Hand-painted final prototype on a Spanish playing card. Source: http://cuevadelterror.blogspot.com

The final production figure appears in the US 1989 dealer catalog:

One of the coolest things about the figure, in my opinion, is some of the sculpted detail on his back and the back of his head. This is obscured by his cape and helmet normally. It’s quite creepy looking:

The staff has a rather creepy looking, chitinous creature around the back of the skull, which wraps its tail around the upper handle:

Skeletor has a fun but rather subtle action figure. When you turn his waist his hands raise up, making him lift his staff as if to fire.

Cross sell artwork. Image courtesy of Jukka Issakainen.

The commercial for the electronic He-Man Power Sword actually has really great footage of an actor dressed as “New Adventures” Skeletor. This costume also shows up in the He-Man vs Skeletor commercial shown earlier in this article.

Skeletor was sold on his own card and in a gift set with He-Man. The artwork on the front was painted by long-time MOTU packaging illustrator, William George.

Packaging art by William George. Image from The Art of He-Man.

According to the 1989 Sears Christmas Wishbook, Skeletor was supposed to be available in a gift set with Hydron, but I’ve never seen an example of that:

Image source: http://www.wishbookweb.com/
Image source: http://www.wishbookweb.com/

There were four minicomics produced for the 1989 He-Man reboot, and all of them featured Skeletor. In the first, The New Adventure (illustrated by Errol McCarthy), Skeletor interrupts Prince Adam as he transformed into He-Man, and is badly injured. In Skeletor’s Journey (illustrated by Carrol Lay), he uses bionic replacements to heal himself and we see him finally in his new costume.
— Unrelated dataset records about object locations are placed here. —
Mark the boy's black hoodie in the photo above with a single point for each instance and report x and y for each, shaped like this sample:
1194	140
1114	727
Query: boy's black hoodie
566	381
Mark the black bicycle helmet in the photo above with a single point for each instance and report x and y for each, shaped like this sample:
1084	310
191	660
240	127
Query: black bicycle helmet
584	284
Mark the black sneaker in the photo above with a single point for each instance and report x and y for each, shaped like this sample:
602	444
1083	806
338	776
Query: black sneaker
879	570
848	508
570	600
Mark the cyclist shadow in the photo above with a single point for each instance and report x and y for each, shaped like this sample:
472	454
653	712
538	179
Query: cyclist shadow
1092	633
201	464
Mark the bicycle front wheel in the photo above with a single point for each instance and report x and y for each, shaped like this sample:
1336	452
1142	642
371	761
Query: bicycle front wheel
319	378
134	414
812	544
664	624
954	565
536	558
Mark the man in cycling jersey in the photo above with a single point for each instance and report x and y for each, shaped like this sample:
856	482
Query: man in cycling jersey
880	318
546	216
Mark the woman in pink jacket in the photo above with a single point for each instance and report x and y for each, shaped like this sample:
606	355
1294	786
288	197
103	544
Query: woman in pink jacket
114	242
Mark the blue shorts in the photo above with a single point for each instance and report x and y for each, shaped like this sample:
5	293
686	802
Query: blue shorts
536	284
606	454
The character looks particularly dynamic in the Bruce Timm-illustrated The Revenge of Skeletor:

In the bottom right panel, we get a look at the cybernetics on Skeletor’s back.

The New Adventures of He-Man animated series (produced by Jetlag Productions) features the character for a surprisingly few episodes before he’s upgraded to his Disks of Doom variant costume. The series starts off on Eternia, before He-Man and Skeletor are whisked off into the future, but both of them already sport their New Adventures costumes. Unfortunately Skeletor has some off-putting and comical-looking eyes for the first five episodes. Otherwise his costume is fairly true to the toy, minus the electrical implants in his body:

By episode six the eyes are blackened, but he also changes to his Disks of Doom costume by the end of the story:

Character-wise the New Adventures version of Skeletor was a more comical figure, manipulating and flattering rather than pounding his fists and demanding. He wasn’t leading his own army at this point – he was dependent upon the cooperation of the Evil Mutants, lead by Flogg.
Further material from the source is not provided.